H. bacteriophora. Among the most important entomopathogenic nematodes, it possesses considerable versatility, attacking caterpillar and beetle larvae among other insects. This cruiser species appears most useful against root weevils, particularly black vine weevil where it has provided consistently excellent results in containerized soil. A warm temperature nematode, H. bacteriophora shows reduced efficacy when soil temperature drops below 68°F. Poor stability has limited the usefulness of this interesting nematode: shelf-life is problematic and most infective juveniles persist only a few days following application.
H. megidis. Isolated in Ohio, researched and developed in Europe, and now sold in the U.S., this nematode is marketed primarily against black vine weevil. Field results have been highly favorable in containerized soil although its large size, characteristic heterorhabditid instability, and dearth of field efficacy data against other insect pests limit its utility at present.
THE NEED TO KNOW MORE
Additional nematodes species are the subject of vigorous research and development efforts and may be considered to be in the "pipeline." H. indicus is a small, efficiently produced nematode said to be effective against white grubs and certain root weevils. S. kushidai, a Japanese nematode, shows good efficacy against white grubs and has excellent stability and persistence potential, but mass production so far is problematic.
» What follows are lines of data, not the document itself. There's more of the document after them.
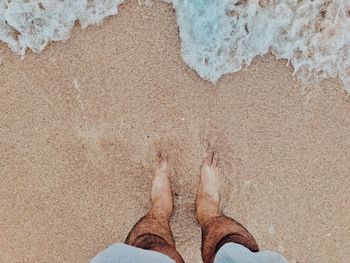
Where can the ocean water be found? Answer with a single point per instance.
(32, 24)
(217, 36)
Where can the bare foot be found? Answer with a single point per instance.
(208, 198)
(162, 196)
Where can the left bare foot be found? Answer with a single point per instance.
(162, 196)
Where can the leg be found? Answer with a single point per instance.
(217, 229)
(152, 232)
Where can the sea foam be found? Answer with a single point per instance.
(217, 36)
(222, 36)
(32, 24)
H. marelatus is efficacious against root weevils and active at cool soil temperatures. S. scapterisci, once wielded against mole crickets may make a comeback. Other species are also being evaluated in one or more of the 80 entomopathogenic nematode laboratories located around the world. Moreover, new strains of currently commercialized strains are the subject of studies aimed at improved pathogenicity, stability, yields, and more.
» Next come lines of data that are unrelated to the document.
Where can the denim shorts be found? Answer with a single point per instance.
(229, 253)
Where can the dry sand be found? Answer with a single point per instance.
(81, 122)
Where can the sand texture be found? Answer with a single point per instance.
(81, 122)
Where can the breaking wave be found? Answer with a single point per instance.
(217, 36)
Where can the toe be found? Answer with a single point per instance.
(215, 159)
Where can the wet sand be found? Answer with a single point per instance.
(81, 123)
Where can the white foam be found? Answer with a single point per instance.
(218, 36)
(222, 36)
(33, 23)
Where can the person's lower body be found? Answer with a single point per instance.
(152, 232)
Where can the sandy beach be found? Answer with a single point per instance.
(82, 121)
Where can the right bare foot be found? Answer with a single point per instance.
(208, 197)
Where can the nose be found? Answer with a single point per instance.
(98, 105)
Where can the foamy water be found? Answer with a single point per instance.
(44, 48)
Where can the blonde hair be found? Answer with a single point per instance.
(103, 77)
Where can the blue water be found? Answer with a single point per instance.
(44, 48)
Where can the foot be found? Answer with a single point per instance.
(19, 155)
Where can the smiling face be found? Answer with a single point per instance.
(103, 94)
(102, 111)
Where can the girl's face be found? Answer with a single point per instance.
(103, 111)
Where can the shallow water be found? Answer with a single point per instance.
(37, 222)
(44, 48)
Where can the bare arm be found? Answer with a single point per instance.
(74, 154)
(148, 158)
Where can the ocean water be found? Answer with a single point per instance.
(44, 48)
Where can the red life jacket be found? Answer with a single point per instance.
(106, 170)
Nematode end-users will need to know more as new strains and species come "on-line" and further technological advances are made. Tools are available to assist users in staying current and making optimal nematode-insect matches. The best place to find relevant new information is the SARE Entomopathogenic Nematode Website. Particularly useful here is a comprehensive bibliography of the research literature that permits quick accessing of all published papers, particularly field trials, for any target insect of interest. The site's Electronic Expert Panel is an alternative means of getting answers to questions by tapping into the site's stable of international nematode authorities. Be prepared, however, for instances of inconclusive data or no data for a particular nematode-insect combination. This is best seen as an opportunity for end-users to cut new ground by experimentation.